Payment options limited during computer transition

Customer options for paying Tacoma utility bills will be cut back for three days while Tacoma Public Utilities and the city implement new computer and business systems. All nine PayStations and the Service+ automated telephone payment system will be shut down Friday, Oct. 24 through Sunday, Oct. 26.

During this time, Public Utilities will temporarily re-open its payment drop box in front of the Public Utilities Administration Building for those who can pay by check or money order. Customers should not put cash in the drop box.
Tacoma Public Utilities’ Customer Service Office and Electrical Inspection Office will be closed Monday, Nov. 3, to both telephone and walk-in businesses. All other areas of Tacoma Public Utilities will be open for business as usual.

Signs will be posted at all PayStations and at the Public Utilities Administration Building notifying customers of the temporary closures.
Customers can continue to mail their bill payments by check in the envelope included with the bill.

Public Utilities has modified its collection schedule for delinquent bills so that no service cuts for non-payment will be made on Nov 3.

“We recognize that these closures will cause inconvenience for some of our customers. Unfortunately, they are necessary so we can make the transition to our new information system,” said Bill Schatz, customer service manager. “Employees will be working around the clock during that last week before we go live with the new system. When we open for business no Nov. 4, we’ll be using our new customer information system.”

From Oct. 27 to Nov. 4, customer transactions, such as payments and service changes, will be recorded on paper.
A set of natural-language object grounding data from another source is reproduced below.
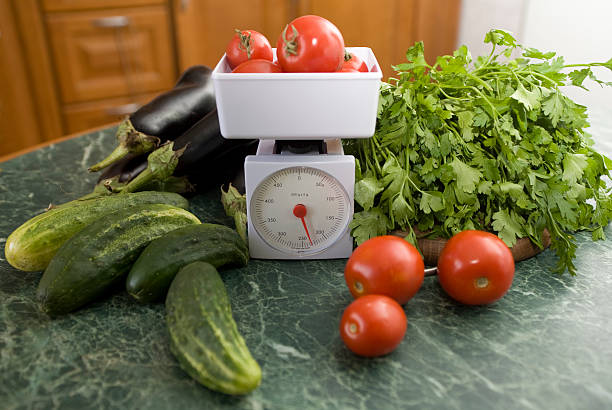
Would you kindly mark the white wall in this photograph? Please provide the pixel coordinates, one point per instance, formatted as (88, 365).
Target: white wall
(581, 31)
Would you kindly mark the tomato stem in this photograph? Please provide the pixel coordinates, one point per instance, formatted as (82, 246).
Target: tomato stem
(347, 55)
(245, 42)
(290, 45)
(358, 287)
(481, 282)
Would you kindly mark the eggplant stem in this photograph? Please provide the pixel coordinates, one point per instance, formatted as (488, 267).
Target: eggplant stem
(131, 141)
(118, 153)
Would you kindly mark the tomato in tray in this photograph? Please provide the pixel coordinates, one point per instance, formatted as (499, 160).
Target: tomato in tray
(373, 325)
(258, 66)
(247, 45)
(386, 265)
(310, 44)
(475, 268)
(352, 60)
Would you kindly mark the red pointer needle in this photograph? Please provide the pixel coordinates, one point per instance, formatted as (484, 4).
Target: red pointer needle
(300, 212)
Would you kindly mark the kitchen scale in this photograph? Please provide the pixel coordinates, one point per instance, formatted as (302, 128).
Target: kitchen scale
(299, 187)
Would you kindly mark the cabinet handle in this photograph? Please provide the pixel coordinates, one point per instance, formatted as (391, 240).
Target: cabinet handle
(113, 22)
(125, 109)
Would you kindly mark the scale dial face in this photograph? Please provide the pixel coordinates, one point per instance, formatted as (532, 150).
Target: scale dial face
(300, 210)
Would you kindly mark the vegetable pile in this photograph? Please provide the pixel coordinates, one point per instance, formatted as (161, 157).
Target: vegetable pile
(491, 144)
(161, 251)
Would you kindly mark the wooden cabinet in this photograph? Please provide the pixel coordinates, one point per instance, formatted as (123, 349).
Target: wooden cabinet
(83, 63)
(111, 53)
(69, 65)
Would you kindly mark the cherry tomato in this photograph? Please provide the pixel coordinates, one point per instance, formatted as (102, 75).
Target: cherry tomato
(373, 325)
(247, 45)
(258, 66)
(385, 265)
(354, 61)
(310, 44)
(475, 267)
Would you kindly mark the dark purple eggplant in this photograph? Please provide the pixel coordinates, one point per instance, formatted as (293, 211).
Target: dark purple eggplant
(166, 117)
(169, 115)
(125, 169)
(201, 155)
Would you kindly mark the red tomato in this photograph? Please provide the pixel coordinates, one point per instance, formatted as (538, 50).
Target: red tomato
(385, 265)
(310, 44)
(475, 267)
(258, 66)
(247, 45)
(373, 325)
(355, 62)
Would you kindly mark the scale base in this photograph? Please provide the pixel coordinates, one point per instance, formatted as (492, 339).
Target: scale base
(267, 161)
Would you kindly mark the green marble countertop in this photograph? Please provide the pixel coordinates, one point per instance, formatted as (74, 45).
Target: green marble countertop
(546, 345)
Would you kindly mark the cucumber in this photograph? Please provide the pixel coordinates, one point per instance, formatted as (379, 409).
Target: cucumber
(204, 337)
(93, 259)
(32, 245)
(153, 271)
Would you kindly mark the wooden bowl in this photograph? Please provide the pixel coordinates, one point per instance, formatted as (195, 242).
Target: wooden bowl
(522, 249)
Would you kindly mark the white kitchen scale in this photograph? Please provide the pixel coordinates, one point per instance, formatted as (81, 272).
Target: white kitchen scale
(299, 199)
(299, 187)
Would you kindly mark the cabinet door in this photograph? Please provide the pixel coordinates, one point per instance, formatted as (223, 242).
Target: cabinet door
(204, 27)
(112, 53)
(18, 119)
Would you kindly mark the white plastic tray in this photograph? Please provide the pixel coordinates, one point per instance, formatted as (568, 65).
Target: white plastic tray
(298, 105)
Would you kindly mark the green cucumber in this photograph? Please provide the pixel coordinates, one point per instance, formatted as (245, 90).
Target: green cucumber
(153, 271)
(101, 253)
(32, 245)
(204, 337)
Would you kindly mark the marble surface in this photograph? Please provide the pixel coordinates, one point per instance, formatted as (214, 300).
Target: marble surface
(546, 345)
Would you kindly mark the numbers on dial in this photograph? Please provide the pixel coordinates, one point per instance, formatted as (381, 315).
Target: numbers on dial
(300, 210)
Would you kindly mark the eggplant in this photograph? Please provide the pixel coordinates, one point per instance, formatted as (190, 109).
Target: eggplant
(166, 117)
(125, 169)
(200, 156)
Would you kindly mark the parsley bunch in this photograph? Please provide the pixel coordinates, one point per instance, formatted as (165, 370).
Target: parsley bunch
(491, 144)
Schatz estimated that some 30,000 transactions recorded during the week will have entered into the new system.

Tacoma Public Utilities maintains billing and payment records for 156,000 Tacoma Power customers; 93,000 Tacoma Water customers; 57,000 Public Works Department solid waste customers; 59,000 Public Works wastewater customers; and 66,000 Public Works surface water customers.

“Employees have spent hundreds of hours training on the new system, but introducing any new computer system will result in a few bumps as employees become more familiar with the new system and its features,” Schatz said. “We ask our customers’ patience while we make the transition.”

The Business Systems Improvement Project (BSIP) is a $50 million software project to replace the city’s aging financial management, human resources, work management and customer information systems.